Pourquoi ce cofondateur de Facebook a-t-il jugé le rôle de PDG épuisant ?

Dustin Moskovitz : L’aveu d’un PDG épuisé

Dustin Moskovitz, cofondateur d’Asana et ancien PDG pendant plus d’une décennie, a récemment partagé ses réflexions sur les défis du leadership dans une interview avec Stratechery. Il a reconnu que le rôle de PDG était « assez épuisant » et qu’il n’avait jamais eu l’intention de gérer des équipes.

Pourquoi ce cofondateur de Facebook a-t-il jugé le rôle de PDG épuisant ?

Le parcours de Dustin Moskovitz

Moskovitz est principalement connu pour deux réussites entrepreneuriales majeures : Facebook, en tant que colocataire de Mark Zuckerberg, et Asana. Bien qu’il ait démissionné de son poste de PDG d’Asana en juillet dernier, il reste actif au sein de la société en tant que président du conseil d’administration.
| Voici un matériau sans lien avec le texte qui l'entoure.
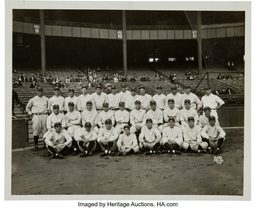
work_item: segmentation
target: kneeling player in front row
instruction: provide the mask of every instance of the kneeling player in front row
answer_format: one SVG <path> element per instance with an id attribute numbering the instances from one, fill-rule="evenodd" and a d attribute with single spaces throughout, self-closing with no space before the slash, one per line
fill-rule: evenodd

Un poste qui ne lui convenait pas

Dans son interview, il a déclaré : « Je n’aime pas gérer des équipes, et ce n’était pas mon intention lorsque nous avons lancé Asana. J’avais l’intention d’être plutôt indépendant ou chef de l’ingénierie ou quelque chose comme ça. » De plus, il a décrit son expérience en tant que PDG comme étant un défi constant face à des situations toujours plus chaotiques.
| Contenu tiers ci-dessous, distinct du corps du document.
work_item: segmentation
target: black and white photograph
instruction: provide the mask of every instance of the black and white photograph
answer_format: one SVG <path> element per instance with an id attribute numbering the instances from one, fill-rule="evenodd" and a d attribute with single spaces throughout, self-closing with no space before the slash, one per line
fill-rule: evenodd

La conjoncture mondiale récente – entre la première présidence Trump, la pandémie et les enjeux sociopolitiques – a ajouté une pression supplémentaire au rôle. « La première présidence Trump, la pandémie et toutes ces histoires de course », énumère-t-il parmi les difficultés rencontrées.

D’autres voix dans le même registre

Moskovitz n’est pas seul dans cette réflexion. D’autres dirigeants ont reconnu leur aversion pour ce rôle exigeant. Steve Kaufer, ancien PDG de TripAdvisor, a admis qu’il ne lui manquait pas sa fonction précédente par rapport aux responsabilités vis-à-vis des employés : « Je me sentais très responsable du succès de l’entreprise et de ses 3 000 personnes ». Quant à Emad Mostaque après avoir quitté Stability AI, il a été franc sur son expérience en disant qu’« être PDG, c’est nul ».

Elon Musk participe également à ce débat ; dirigeant plusieurs entreprises telles que Tesla et SpaceX, il évoque souvent les aspects harassants du travail : « regarder dans l’abîme et mâcher du verre ».

Mieux gérer le stress au sommet

Le turnover parmi les leaders s’accroît en raison du stress inhérent au métier. Pour contrer cela, certains CEO optent pour des pratiques comme le yoga ou des promenades en plein air afin de régénérer leur énergie.

Au-delà des défis mentionnés précédemment concernant le poste lui-même… Les sentiments négatifs exprimés par Moskovitz mettent également en lumière une réalité souvent sous-estimée chez ceux qui occupent ces rôles élevés : « Être PDG c’est beaucoup plus réagir aux problèmes et faire ce genre de choses ».

Moskovitz reste cependant engagé avec Asana tout en ayant lâché prise sur certaines responsabilités directes liés au titre trop encombrant pour lui.

Cet entretien met non seulement en évidence les difficultés rencontrées par certains grands leaders mais soulève aussi une réflexion intéressante sur le profil nécessaire pour parvenir à exécuter efficacement ces fonctions stratégiques complexes sans compromettre sa propre santé mentale.

Passionné de sport et grand fan de la NBA je m’intéresse autant aux grands événements internationaux qu’aux histoires humaines qui se jouent en coulisses. Curieux et amateur de voyages, j’aime transmettre l’énergie et les émotions qui font vibrer le monde du sport.